120 A. 674 | R.I. | 1923

This is a petition for a writ of habeas corpus.

The petitioner represents that he is now deprived of his personal liberty and held in custody by the warden of the State Prison by virtue of a sentence unlawfully imposed upon him by the Superior Court under an indictment charging him with breaking and entering in the night time and committing larceny; that he was duly arraigned on June 24, *154 1918, pleaded nolo contendere and was placed in the custody of the probation officer.

That thereafterwards on December 7, 1921 he was brought in on a capias and sentenced to four years in the State Prison.

The petitioner avers that while on probation he in all things kept the peace and was of good behavior, violating none of the criminal laws of the State and alleges that his said arrest and sentence was illegal and unwarranted and that he should be released from further custody.

The petitioner also sets forth that for a period of six months he was compelled to report, at stated intervals, to the probation officer and that at the end of that period he was advised by said officer that he need not make any further report.

Counsel for the petitioner argues that his client having been placed in the custody of the probation officer for such length of time as would, in the discretion of said officer amount to a sufficient punishment, that upon the release of the defendant from further report neither the court nor such officer had any further authority or control over the body of the petitioner.

We cannot concede the reasonableness of this argument.

By Section 7, Chapter 351, Gen. Laws, 1909, it is provided that "It shall be lawful for any court in the State at any time before sentence to provisionally place any offender, juvenile or adult, who can lawfully be admitted to bail . . . under the control and supervision of a probation officer, and whenever any such offender shall be placed in the custody or under the control and supervision of any such officer, such officer shall have and exercise the same rights and power in relation to such offender as are or may be possessed by a surety on a recognizance."

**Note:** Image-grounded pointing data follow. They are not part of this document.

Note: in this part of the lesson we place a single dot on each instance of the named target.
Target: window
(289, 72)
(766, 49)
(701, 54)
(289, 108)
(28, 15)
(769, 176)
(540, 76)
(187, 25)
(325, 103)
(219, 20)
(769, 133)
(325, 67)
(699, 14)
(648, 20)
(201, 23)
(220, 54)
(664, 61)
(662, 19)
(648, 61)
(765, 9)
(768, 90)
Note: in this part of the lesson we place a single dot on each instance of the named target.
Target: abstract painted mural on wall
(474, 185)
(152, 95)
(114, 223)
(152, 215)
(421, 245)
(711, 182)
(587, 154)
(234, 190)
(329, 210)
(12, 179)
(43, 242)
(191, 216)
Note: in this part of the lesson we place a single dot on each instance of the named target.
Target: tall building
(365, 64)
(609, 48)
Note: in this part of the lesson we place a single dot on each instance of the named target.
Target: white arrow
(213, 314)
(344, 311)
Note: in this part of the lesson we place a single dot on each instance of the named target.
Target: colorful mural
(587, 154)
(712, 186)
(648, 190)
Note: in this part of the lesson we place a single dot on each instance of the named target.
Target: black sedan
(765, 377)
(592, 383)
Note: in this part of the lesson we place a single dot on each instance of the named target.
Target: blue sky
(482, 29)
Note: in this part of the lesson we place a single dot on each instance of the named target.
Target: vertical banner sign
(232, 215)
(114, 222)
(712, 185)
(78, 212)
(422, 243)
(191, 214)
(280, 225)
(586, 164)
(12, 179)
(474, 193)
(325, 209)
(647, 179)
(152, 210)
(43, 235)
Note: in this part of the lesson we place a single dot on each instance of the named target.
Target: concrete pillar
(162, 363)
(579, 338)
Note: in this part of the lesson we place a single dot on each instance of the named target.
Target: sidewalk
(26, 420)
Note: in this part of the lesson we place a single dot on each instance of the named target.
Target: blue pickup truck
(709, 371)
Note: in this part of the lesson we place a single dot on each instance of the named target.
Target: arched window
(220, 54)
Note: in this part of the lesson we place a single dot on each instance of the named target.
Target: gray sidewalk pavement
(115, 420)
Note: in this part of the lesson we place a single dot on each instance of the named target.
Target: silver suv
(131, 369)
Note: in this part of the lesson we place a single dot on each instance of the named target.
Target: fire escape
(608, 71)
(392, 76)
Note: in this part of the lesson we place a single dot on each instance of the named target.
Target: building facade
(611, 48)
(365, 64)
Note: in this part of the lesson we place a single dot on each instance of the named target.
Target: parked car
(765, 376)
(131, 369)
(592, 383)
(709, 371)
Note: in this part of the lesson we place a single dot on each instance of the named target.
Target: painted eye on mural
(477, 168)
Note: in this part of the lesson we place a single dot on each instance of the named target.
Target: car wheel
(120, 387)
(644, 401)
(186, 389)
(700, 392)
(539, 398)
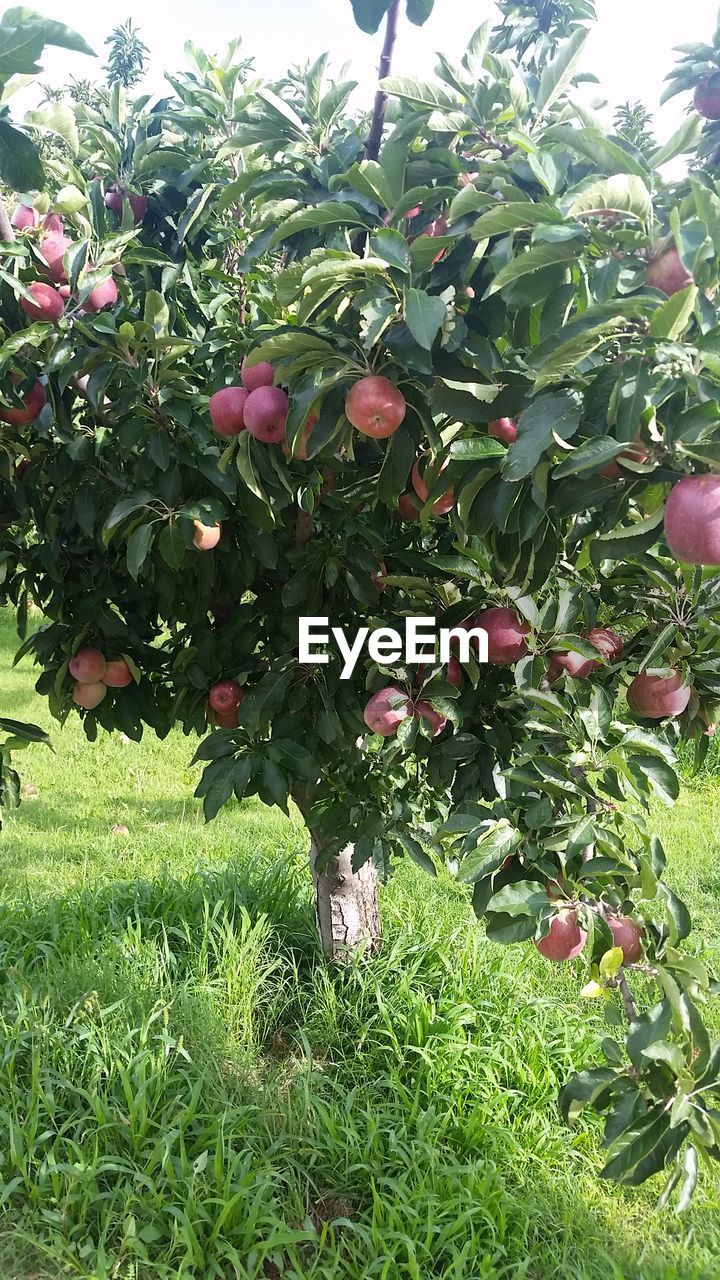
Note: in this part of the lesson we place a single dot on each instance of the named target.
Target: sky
(630, 49)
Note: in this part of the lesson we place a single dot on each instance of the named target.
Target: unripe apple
(256, 375)
(265, 414)
(24, 216)
(137, 202)
(565, 938)
(117, 673)
(408, 506)
(434, 720)
(659, 696)
(226, 696)
(628, 936)
(53, 246)
(301, 446)
(227, 410)
(46, 305)
(707, 97)
(452, 673)
(378, 575)
(668, 273)
(504, 429)
(104, 295)
(381, 716)
(376, 406)
(602, 639)
(506, 635)
(206, 536)
(614, 471)
(33, 405)
(90, 695)
(445, 502)
(87, 666)
(692, 520)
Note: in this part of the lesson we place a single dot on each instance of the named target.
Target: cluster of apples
(48, 300)
(223, 703)
(566, 937)
(95, 675)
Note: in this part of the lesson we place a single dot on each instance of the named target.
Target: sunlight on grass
(187, 1089)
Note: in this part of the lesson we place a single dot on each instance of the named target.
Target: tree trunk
(346, 905)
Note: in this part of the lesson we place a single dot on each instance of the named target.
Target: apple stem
(7, 233)
(376, 135)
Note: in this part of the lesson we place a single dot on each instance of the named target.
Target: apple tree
(265, 359)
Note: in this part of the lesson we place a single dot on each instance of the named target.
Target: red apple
(117, 673)
(206, 536)
(33, 403)
(53, 246)
(628, 936)
(445, 502)
(692, 520)
(659, 696)
(48, 304)
(256, 375)
(504, 429)
(24, 216)
(104, 295)
(668, 273)
(565, 938)
(90, 695)
(226, 696)
(381, 716)
(434, 720)
(376, 406)
(51, 223)
(408, 506)
(707, 97)
(265, 414)
(506, 635)
(227, 410)
(87, 666)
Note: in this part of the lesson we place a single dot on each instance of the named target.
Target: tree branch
(376, 135)
(7, 233)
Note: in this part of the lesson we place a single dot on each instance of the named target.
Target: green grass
(186, 1089)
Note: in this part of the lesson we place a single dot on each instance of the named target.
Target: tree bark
(346, 905)
(376, 135)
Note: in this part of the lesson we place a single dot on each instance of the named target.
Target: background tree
(460, 379)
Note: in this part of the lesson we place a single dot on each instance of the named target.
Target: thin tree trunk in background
(376, 135)
(346, 905)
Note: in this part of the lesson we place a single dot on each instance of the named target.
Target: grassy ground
(187, 1091)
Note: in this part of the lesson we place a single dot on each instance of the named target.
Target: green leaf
(51, 32)
(424, 316)
(552, 415)
(536, 259)
(623, 193)
(21, 167)
(331, 214)
(671, 319)
(559, 73)
(369, 13)
(686, 138)
(420, 92)
(511, 216)
(137, 548)
(419, 10)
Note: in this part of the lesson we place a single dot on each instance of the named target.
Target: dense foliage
(505, 260)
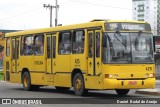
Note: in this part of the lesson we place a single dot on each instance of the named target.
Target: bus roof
(93, 23)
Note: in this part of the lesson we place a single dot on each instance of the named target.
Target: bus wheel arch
(122, 91)
(78, 83)
(74, 72)
(23, 71)
(26, 81)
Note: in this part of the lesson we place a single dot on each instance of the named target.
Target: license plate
(132, 82)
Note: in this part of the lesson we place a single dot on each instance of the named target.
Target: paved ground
(155, 91)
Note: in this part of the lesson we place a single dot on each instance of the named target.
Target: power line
(56, 13)
(91, 3)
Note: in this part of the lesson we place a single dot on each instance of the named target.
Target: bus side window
(28, 45)
(90, 40)
(21, 46)
(8, 47)
(38, 44)
(78, 42)
(97, 44)
(64, 43)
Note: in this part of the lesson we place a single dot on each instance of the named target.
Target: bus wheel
(122, 91)
(62, 88)
(26, 81)
(78, 84)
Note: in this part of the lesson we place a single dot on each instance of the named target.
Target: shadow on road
(91, 94)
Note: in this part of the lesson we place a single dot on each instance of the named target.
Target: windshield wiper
(121, 38)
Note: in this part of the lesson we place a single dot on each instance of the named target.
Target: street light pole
(56, 18)
(56, 13)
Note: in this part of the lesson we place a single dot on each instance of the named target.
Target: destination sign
(127, 26)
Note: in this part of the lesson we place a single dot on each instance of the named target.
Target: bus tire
(26, 80)
(62, 88)
(122, 91)
(78, 85)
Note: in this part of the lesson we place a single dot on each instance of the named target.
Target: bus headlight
(151, 75)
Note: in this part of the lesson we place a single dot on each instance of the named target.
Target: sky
(30, 14)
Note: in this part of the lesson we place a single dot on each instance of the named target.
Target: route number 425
(148, 68)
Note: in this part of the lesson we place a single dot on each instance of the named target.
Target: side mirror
(104, 41)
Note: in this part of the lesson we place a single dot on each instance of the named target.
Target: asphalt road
(8, 90)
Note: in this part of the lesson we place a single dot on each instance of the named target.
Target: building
(2, 32)
(148, 11)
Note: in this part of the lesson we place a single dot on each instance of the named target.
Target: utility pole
(51, 7)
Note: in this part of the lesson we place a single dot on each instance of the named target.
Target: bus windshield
(128, 48)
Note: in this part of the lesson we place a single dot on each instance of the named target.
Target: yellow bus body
(108, 76)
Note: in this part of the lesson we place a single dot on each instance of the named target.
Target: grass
(1, 75)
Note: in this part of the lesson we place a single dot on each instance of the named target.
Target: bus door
(51, 53)
(15, 55)
(39, 53)
(94, 52)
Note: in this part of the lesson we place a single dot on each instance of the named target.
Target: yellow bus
(97, 55)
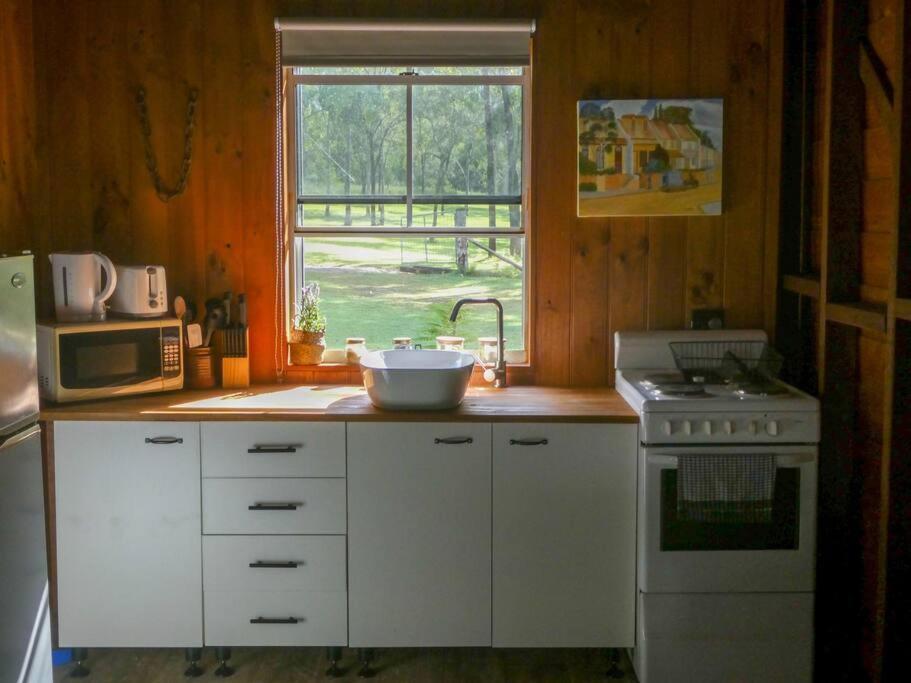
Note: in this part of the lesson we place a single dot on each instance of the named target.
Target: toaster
(141, 292)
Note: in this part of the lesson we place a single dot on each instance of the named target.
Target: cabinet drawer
(243, 618)
(276, 563)
(273, 506)
(273, 449)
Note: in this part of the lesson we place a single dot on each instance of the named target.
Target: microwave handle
(788, 460)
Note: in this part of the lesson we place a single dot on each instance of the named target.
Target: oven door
(677, 555)
(109, 360)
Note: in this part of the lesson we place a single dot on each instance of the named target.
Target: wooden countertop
(350, 404)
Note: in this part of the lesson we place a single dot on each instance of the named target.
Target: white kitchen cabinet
(419, 534)
(128, 526)
(564, 535)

The indictment against the petitioner was still pending and he still remained in the custody of the Superior Court.

As this court said in Scamporino, Petitioner, 30 R.I. 589, "The respondent, though placed in the custody of the probation *155 officer, continues to be subject to the authority and direction of the court. The probation officer is but the instrument of the court in carrying out its beneficient purposes."

The probation officer had no authority to discharge the defendant that power being vested in the court.

The petitioner contends that three years and six months after he had been placed on probation he was brought before the court and sentenced to four years in the State Prison for no reason or cause that appears of record. In the absence of anything being shown to the contrary we cannot assume that the Superior Court without reason inflicted upon the petitioner the punishment of which he now complains. It was competent for that court, upon any facts which might be presented, to bring the defendant in uponcapias and to visit upon him such punishment as might appear to be just and proper.

While the indictment remained in force the defendant therein was in the custody of the Superior Court and his discharge could not be effected by the probation officer.

The petition for writ of habeas corpus is denied and dismissed.